# FNA "gray" area (papillary cancer is not excluded)



## kagealy (Aug 2, 2011)

I'm wondering if anyone has any information on how they determine if you are in-between benign and malignant (suspicious for cancer)?

I read on one site, that if you have 3 or less of the cellular traits for cancer you are determined to be benign. 5 or more is determined malignant. And 4 is the unknown?
I found this on a pathology website and I'm not sure if I understood it correctly.

Here is my FNA:
Atypia of undetermined significance. Moderately cellular specimen containing numerous sheets of somewhat atypical follicular cells sometimes in a microacinar and sometimes in a papillary configuration. Some powdery chromatin and rare nuclear inclusions. Some colloid is also seen. A papillary carcinoma is not excluded.

U/S: 1cm hypoechoic vascular nodule with calcification.

Blood work is normal.

Surgery on 9/28 to find out if it's cancer or not.

Anyone have experience with being in the "suspicious for cancer" catagory?
Thank you for sharing!


----------



## lainey (Aug 26, 2010)

It's usually called "indeterminate"--the pathologist feels it could go either way.

Do I read correctly that the nodule sampled was 1cm? If so part of the problem would be the small nodule size. It is difficult to get a good sampling of cells from a nodule that is of smaller size.

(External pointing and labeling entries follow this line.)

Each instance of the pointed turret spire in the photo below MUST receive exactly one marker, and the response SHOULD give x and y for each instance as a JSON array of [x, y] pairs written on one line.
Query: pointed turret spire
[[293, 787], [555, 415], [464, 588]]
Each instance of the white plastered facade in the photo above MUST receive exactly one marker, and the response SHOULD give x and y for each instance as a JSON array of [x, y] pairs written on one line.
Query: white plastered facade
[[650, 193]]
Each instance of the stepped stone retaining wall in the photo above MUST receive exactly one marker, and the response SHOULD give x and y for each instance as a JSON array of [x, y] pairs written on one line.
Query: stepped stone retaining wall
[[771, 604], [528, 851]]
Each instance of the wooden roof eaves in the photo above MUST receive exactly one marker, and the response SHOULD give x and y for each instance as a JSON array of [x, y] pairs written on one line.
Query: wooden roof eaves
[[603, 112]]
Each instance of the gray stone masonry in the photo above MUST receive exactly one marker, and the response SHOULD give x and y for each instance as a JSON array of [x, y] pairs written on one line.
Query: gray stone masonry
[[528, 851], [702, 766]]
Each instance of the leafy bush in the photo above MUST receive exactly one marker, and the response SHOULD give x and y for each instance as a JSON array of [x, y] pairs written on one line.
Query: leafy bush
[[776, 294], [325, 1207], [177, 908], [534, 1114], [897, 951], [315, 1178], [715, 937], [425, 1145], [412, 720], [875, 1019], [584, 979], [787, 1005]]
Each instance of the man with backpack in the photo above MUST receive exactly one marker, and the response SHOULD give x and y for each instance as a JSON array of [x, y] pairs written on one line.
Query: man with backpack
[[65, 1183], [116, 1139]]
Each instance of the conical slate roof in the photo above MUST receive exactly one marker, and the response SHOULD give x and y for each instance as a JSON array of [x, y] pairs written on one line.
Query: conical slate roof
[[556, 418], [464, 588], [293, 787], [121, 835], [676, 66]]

Because of the small sample size of a FNA, it is sometimes difficult to tell what a larger sample would show--that can only be done on removal of the gland with a full pathology from samples from different areas.

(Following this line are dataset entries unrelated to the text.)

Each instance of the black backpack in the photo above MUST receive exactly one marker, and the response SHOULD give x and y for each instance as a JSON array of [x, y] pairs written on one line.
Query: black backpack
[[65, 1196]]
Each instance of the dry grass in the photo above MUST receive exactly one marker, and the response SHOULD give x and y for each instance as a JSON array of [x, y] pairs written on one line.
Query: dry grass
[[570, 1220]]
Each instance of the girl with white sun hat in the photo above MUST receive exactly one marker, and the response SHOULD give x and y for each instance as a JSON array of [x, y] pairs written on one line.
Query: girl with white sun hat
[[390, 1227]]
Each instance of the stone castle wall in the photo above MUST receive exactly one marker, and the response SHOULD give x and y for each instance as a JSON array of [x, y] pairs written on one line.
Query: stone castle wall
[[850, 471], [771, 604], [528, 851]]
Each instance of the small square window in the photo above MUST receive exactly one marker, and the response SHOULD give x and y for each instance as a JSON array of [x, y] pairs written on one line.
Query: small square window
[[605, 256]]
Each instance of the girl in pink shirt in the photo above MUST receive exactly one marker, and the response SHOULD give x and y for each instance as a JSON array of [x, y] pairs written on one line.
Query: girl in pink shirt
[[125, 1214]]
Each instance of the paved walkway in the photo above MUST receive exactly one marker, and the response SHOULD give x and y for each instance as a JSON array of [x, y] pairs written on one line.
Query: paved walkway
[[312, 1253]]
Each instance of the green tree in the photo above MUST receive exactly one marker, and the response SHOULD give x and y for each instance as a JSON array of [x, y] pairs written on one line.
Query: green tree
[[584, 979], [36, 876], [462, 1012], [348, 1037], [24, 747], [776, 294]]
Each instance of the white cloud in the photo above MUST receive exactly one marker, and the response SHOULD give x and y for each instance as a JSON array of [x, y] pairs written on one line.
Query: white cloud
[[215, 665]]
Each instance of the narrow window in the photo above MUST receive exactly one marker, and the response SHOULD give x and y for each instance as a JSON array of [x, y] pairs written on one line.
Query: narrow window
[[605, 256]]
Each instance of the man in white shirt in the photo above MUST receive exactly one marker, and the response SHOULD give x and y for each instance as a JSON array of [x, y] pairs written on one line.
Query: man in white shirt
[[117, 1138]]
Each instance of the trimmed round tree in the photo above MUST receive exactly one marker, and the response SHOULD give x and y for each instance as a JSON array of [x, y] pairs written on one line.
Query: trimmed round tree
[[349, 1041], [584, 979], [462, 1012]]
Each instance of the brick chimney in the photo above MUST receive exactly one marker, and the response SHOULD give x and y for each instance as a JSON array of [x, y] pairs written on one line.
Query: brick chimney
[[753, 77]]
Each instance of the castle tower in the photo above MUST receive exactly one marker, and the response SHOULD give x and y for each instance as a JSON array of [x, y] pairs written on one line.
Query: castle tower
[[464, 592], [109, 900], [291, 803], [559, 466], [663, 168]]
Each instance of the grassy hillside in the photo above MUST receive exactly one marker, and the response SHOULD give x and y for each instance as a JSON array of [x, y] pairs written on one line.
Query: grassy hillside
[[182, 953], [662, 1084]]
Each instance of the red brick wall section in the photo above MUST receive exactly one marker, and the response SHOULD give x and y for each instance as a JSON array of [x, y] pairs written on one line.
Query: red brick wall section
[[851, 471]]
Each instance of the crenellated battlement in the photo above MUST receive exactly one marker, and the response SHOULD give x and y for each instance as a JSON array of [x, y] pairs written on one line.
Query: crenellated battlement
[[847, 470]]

Did you have other nodules? Are they just removing the lobe with the nodule or the whole thyroid?


----------



## Andros (Aug 26, 2009)

kagealy said:


> I'm wondering if anyone has any information on how they determine if you are in-between benign and malignant (suspicious for cancer)?
> 
> I read on one site, that if you have 3 or less of the cellular traits for cancer you are determined to be benign. 5 or more is determined malignant. And 4 is the unknown?
> I found this on a pathology website and I'm not sure if I understood it correctly.
> ...


It is suspicious because it cannot be excluded. I am glad you are having the surgery.


----------



## kagealy (Aug 2, 2011)

Thank you for your responses.

Yes, 1 cm is very small to get a good sample from. Maybe that's the issue? It's so nerve racking to be in this gray area!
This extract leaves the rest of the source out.